J-Drama ‘Yakuza Lover’ is the most entertaining cringe fest of 2022

'Yakuza Lover' is a 2022 live-action adaptation of the manga 恋と弾丸 (Koi to Dangan)

Even when you first read the title of the show, J-drama Yakuza Lover (also known by its original Japanese name 恋と弾丸 Koi to Dangan /Romance and Bullets) might sound suspiciously low budget. Or maybe like an old forgotten porno. Both comparisons are strangely somewhat accurate. But only by watching the first episode will you truly comprehend what Yakuza Lover really is: a cringe-inducing, cover-your-eyes hot mess that is easily one of the most entertaining shows of 2022.

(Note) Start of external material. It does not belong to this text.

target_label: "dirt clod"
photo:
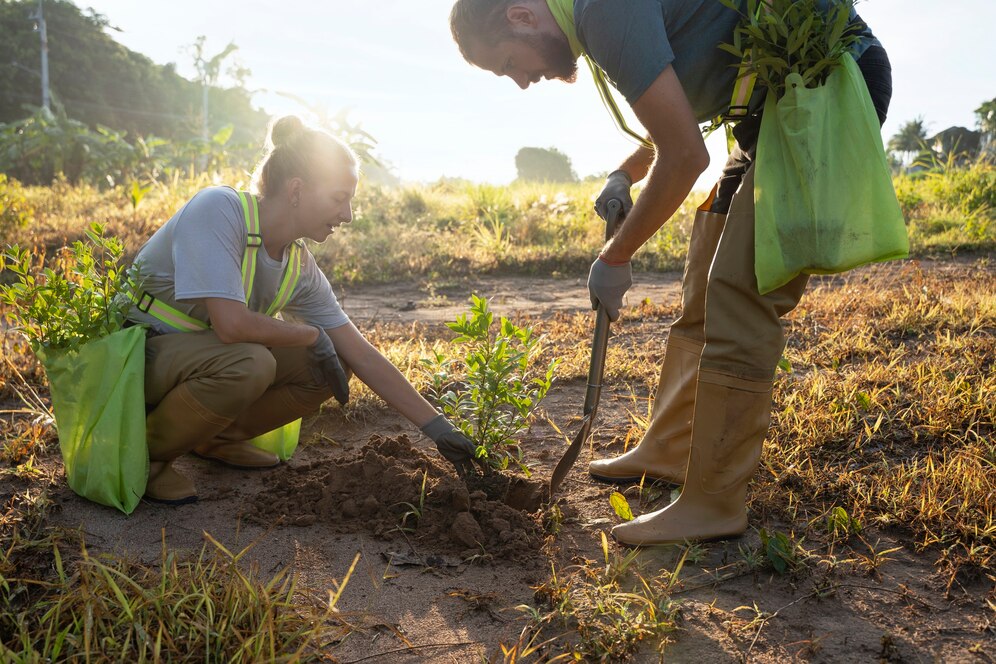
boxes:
[252,436,544,559]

The last year was a mixed bag of television shows with some big hits and huge disappointments. Hype was at critical mass for shows like House of the Dragon, Obi-Wan Kenobi, and The Rings of Power. The former seemed to have fared the best, but even that is saying something. HOTD was no Game of Thrones, and we’ll just skip over the latter two because they’re simply not worth talking about.

What is worth talking about? How a show so badly written, badly produced, and badly acted can be so good. Yakuza Lover is that bizarre case of something sinking so quickly through the floor of “god awful” that it comes out the other side as “unintentionally great”.

Painful yet pleasurable to watch

Genuine dialogue after the lead female has been kidnapped, forced to a bed by a maniac with a gun, and witnessed a brutal stabbing: "Oya-san. I can't wait anymore. Hurry back inside of me." (Yakuza Lover)
Genuine dialogue after the lead female has been kidnapped, forced to a bed by a maniac with a gun, and witnessed a brutal stabbing: “Oya-san. I can’t wait anymore. Hurry back inside of me.”

For anybody who has seen the disasterpiece The Room (2003), watching Yakuza Lover will bring back some very familiar vibes of the cringe-y kind. Love scenes between Yuri (Baba Fumika) and the yakuza lover himself Toshiomi Oya (Furukawa Yuuta) are prime internet meme material. When that one synth track begins, we know the cherry blossoms and dramatic pink lighting are coming. And that can only mean a terrible, slow, totally unsexy, sexless sex scene is up next!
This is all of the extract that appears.